Implementation Details
======================

The sorted container types are implemented based on a couple observations. The
first is that Python lists are fast, really fast. They have great
characteristics for memory management and random access. The second is that
bisect.insort is fast. This is somewhat counter-intuitive since it ultimately
involves shifting a series of items in a list. But modern processors do this
really well. A lot of time has been spent optimizing memcopy/memmove-like
operations both in hardware and software.

But using only one list and bisect.insort would produce sluggish behavior for
lengths exceeding ten thousand. So the implementation of SortedList uses a list
of lists to store values. In this way, inserting or deleting is most often
performed on a short list. Only rarely does a new list need to be added or
deleted.

SortedList maintains three internal variables: _lists, _maxes, and _index. The
first is simply the list of lists. Each element is a list containing items. The
second contains the maximum value in each of the lists. This is used for fast
binary-search. The last maintains a tree of pair-wise sums of the lengths of
the lists.

Lists are kept balanced using the _load factor. If an internal list's length
exceeds double the load then it is split in two. Likewise at half the load it is
combined with its neighbor. By default this factor is 1000 which seems to work
well for lengths up to ten million.

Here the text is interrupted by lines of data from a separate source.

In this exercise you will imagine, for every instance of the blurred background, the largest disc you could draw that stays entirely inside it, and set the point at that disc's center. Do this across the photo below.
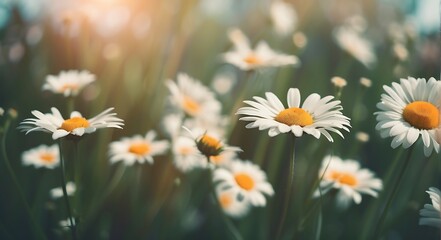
(133, 46)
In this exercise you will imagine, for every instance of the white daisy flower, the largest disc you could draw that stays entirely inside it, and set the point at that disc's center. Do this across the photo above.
(349, 179)
(283, 16)
(69, 83)
(430, 215)
(263, 56)
(58, 192)
(410, 109)
(230, 204)
(245, 179)
(193, 98)
(210, 144)
(186, 155)
(359, 47)
(316, 116)
(42, 156)
(137, 149)
(76, 125)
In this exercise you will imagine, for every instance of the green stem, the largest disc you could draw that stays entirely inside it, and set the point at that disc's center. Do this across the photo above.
(233, 230)
(288, 190)
(65, 196)
(392, 195)
(35, 227)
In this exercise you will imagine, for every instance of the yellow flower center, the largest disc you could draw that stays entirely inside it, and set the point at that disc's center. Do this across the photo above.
(73, 123)
(244, 181)
(343, 178)
(47, 157)
(139, 148)
(185, 150)
(69, 86)
(252, 59)
(190, 106)
(422, 115)
(216, 159)
(294, 116)
(225, 200)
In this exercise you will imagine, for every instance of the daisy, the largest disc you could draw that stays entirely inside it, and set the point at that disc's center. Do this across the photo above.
(193, 98)
(431, 213)
(69, 83)
(359, 47)
(410, 109)
(230, 204)
(316, 116)
(58, 192)
(246, 180)
(42, 156)
(348, 179)
(246, 58)
(283, 16)
(137, 149)
(76, 125)
(210, 144)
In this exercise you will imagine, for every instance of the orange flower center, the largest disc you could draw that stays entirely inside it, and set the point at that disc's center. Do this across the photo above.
(244, 181)
(139, 148)
(422, 115)
(73, 123)
(47, 157)
(190, 106)
(343, 178)
(252, 59)
(294, 116)
(225, 200)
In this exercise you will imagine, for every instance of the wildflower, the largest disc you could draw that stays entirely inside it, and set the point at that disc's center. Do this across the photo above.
(430, 215)
(193, 98)
(246, 180)
(339, 82)
(365, 82)
(263, 56)
(68, 83)
(362, 136)
(317, 115)
(410, 109)
(299, 39)
(359, 47)
(283, 16)
(349, 179)
(42, 156)
(58, 192)
(210, 144)
(76, 125)
(137, 149)
(231, 205)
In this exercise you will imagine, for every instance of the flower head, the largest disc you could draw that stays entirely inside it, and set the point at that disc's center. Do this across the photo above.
(359, 47)
(42, 156)
(76, 125)
(58, 192)
(431, 213)
(410, 109)
(246, 180)
(137, 149)
(246, 58)
(68, 83)
(194, 99)
(316, 116)
(283, 16)
(210, 144)
(348, 179)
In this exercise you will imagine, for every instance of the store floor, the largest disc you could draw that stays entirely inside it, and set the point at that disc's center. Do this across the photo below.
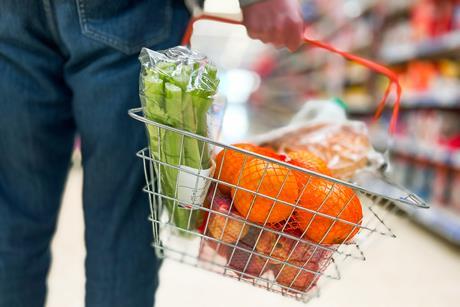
(414, 270)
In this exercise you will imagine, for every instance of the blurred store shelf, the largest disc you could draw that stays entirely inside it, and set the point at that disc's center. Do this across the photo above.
(427, 152)
(441, 45)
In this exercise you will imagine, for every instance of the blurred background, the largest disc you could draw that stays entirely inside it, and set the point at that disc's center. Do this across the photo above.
(264, 87)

Lengths above that are recommended a load
factor that is the square root of the average length (although you will probably
exhaust the memory of your machine before that point). Experimentation is also
recommended. A :doc:`load factor performance comparison<performance-load>` is
also provided.

Finding an element is a two step process. First the _maxes list is bisected
which yields the index of a short sorted list. Then that list is bisected for
the index of the element.

Compared to tree-based implementations, using lists of lists has a few
advantages based on memory usage.

1. Most insertion/deletion doesn't require allocating or freeing memory. This
can be a big win as it takes a lot of strain off the garbage collector and
memory system.

2. Pointers to elements are packed densely. A traditional tree-based
implementation would require two pointers (left/right) to child nodes. Arrays
have no such overhead. This benefits the hardware's memory architecture and
better leverages caching.

3. The memory overhead per item is effectively a pointer to the item. Binary
tree implementations must add at least two more pointers per item.

4. Iteration is extremely fast as indexing sequential elements is a strength of
modern processors.

Traditional tree-based designs have better big-O notation but that ignores the
realities of today's software and hardware.

Indexing uses the _index list which operates as a tree of pair-wise sums of the
lengths of the lists. The tree is maintained as a dense binary tree. It's
easiest to explain with an example. Suppose _lists contains sublists with these
lengths (in this example, we assume the _load parameter is 4)::

    map(len, _lists) -> [3, 5, 4, 5, 6]

Given these lengths, the first row in the index is the pair-wise sums::

    [8, 9, 6, 0]

We pad the first row with zeros to make its length a power of 2. The next rows
of sums work similarly::

    [17, 6]
    [23]

Then all the rows are concatenated in reverse order so that the index is
finally::

    [23, 17, 6, 8, 9, 6, 0, 3, 5, 4, 5, 6]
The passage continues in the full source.